Data vs disaster: Inside the Philippines’ natural emergency preparedness programme

By Jaz Low

A country prone to frequent natural catastrophes is using information tools to mitigate their effects and at the same time advance social development.

One of the most powerful tropical cyclones ever recorded struck the Philippines nine years ago. Six-metre storm surges hurled boats inland, collapsed buildings, and swept debris out to sea. Typhoon Haiyan devastated large parts of the country and left thousands of people dead.

The catastrophic typhoon indelibly underscored the importance of disaster response and recovery among the country’s authorities. Today, the Philippines has beefed up its resilience by creating a centralised database to predict natural hazards.

Constant vigilance 

Located in the Pacific typhoon belt, the Philippines experiences many forms of natural disasters. Alongside typhoons, earthquakes, floods, volcanic eruptions and landslides are common, causing much suffering and millions of dollars of damage.

In response to these threats, the United Nations Development Programme in the Philippines and the Australian government have launched a natural disaster mitigation initiative named SHIELD – the Strengthening Institutions and Empowering Localities against Disasters and Climate Change Program.

SHIELD aim is to facilitate work with local governments on building resilience against natural hazards and climate change.

One of the projects that SHIELD supports is GeoRiskPH, a multi-agency government initiative led by the Department of Science and Technology that serves as a centralised database to help government and the public anticipate and prepare for natural disasters.

“The information warehouse is vital in ensuring that there is fluid data sharing among agencies to optimise disaster planning,” says Rodolfo Calzado Jr, a Manila-based National Coordinator at the UNDP.

This database supports a number of functions. One function allows users to find out whether a location is prone to natural hazards, allowing them to zoom in to observe roads, bridges, houses and other infrastructure that might be vulnerable. It also produces hazard assessment reports in just 15 seconds, far more quickly than the one to three days it may take government agencies to generate them manually.

Another function of the database generates maps, charts and graphs to help members of the public understand the scale of impending disasters and take necessary precautions against them, showing exactly which areas of land, population groups and health facilities are likely to be affected.

Monitoring government money

In addition to working to mitigate natural disasters, the UNDP is also committed to advancing social development in the Philippines. It has created an application named Development through Local Indicators and Vulnerability Exposure Database (DevLIVE+) to monitor natural hazards and the delivery of social services.
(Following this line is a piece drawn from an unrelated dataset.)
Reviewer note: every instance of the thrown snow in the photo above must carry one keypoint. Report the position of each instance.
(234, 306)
DevLIVE+ helps authorities make decisions by studying a number of data sets, including geographic coordinates tagged to media. Such data can reveal that many people in a certain region may be seeking the types of financial relief available to single mothers, for instance, indicating that the government should divert more of those types of resources to the area.

By the same token, if large numbers of complaints are made about a particular policy, DevLIVE+ prompts authorities to implement changes.

Not only can authorities use DevLIVE+ to gauge how effective community programmes are, but they can use its data to improve budgeting. “They can allocate more funds to areas that require more interventions,” Calzado says.

Community focus

The Piagapo municipal government in the southern region of Mindanao used the DevLIVE+ database to target beneficiaries for a social assistance and relief goods distribution effort.

In the northern city of Vigan, DevLIVE+ data was crucial to helping the government plan and manage its early childhood care and development programme. Findings revealed that many children lagged behind in reading skills for their age group, so the city put together an after-school reading programme to boost comprehension skills. Initially, 30 per cent of children were deemed to possess inadequate reading abilities, but by the end of the initiative, that figure had dropped to 10 per cent.

The city also developed the Vigan Access Card, which will allow people to access public services. Through the card, the city government will be able to track beneficiaries of its programmes and be more proactive in delivering services to the underserved through DevLIVE+.

The UNDP will continue to support the Philippines disaster risk management efforts and fine-tune its social development programmes. Although Typhoon Haiyan might have left the country on the back foot in 2013, data is helping to prepare Philippine communities on all fronts today.